The Tigers fully recognize they have struggled offensively against soft-tossing right-handed pitching.
"You have to understand what's happening and what you are seeing is what we are seeing," hitting coach Wally Joyner said. "We are addressing it."
Mike Pelfrey, Jeremy Guthrie, Kyle Gibson, Ricky Nolasco, Mike Fiers, Masahiro Tanaka, Chris Young (twice), Lance Lynn, Jimmy Nelson and Kyle Lohse – all right-handers known more for the off-speed and breaking pitches than their velocity – have limited the Tigers to two runs or less this season.

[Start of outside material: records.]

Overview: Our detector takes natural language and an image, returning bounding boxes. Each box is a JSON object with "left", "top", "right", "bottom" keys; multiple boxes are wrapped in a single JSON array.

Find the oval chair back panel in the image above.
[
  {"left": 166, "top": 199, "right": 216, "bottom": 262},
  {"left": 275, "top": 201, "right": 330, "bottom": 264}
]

"Chris Young is different," J.D. Martinez said. "He's got that Chris Young Effect, throwing that high thing (from a 6-feet-10 arm slot). But it's hard to say that (the Tigers struggle against soft-throwing righties). You just go through periods where sometimes you hit them well and other times you don't.
"I remember last year there was a stretch where we couldn't hit soft-tossing lefties, but when we faced Corey Kluber we hit him hard. But a guy who throws just soft, soft, soft, he ruins us."
Joyner, as good coaches have to do, is walking that line between addressing the problem and not overreacting to the point where other parts of the offensive game suffer.
"Overall we are struggling a little bit in our ability to score runs this year," Joyner said. "Is it due to soft-tossing right-handers? I hope not. I think it's just a situation that's happened. If we have some soft-tossing right-handers coming up, I will take our chances."
The Tigers were to face another Thursday in Houston's Scott Feldman, a pitcher the Tigers have crushed over his career.
"I think we see them pretty good," Joyner said. "I think at times it's baseball, where the balls you hit hard are caught. Miggy (Cabrera) over the last three or four weeks has hit some balls hard that have been run down and he doesn't have anything to show for it.
"I don't believe there are guys in this locker room that don't enjoy hitting soft-tossing right-handers."
Martinez believes the team's recent offensive struggles – they've been limited to two runs or less in 19 games – go beyond soft-throwing right-handed pitchers.
"I think it's more than just a particular pitcher," he said. "I feel like in some situations guys are pressing a little too hard, trying to make it happen. When we are good, we're out there having fun, almost like the pressure isn't on us, it's on them."
That hasn't been the case too often yet this season. Joyner, meanwhile, is being proactive. He is having right-handed hitters track curveballs and off-speed pitches during cage work.
"We get our work in," he said. "I think it's useful. Seeing an off-speed pitch out of a machine on occasion makes you do a lot of correct things that will get you back to what you're trying to do at the plate."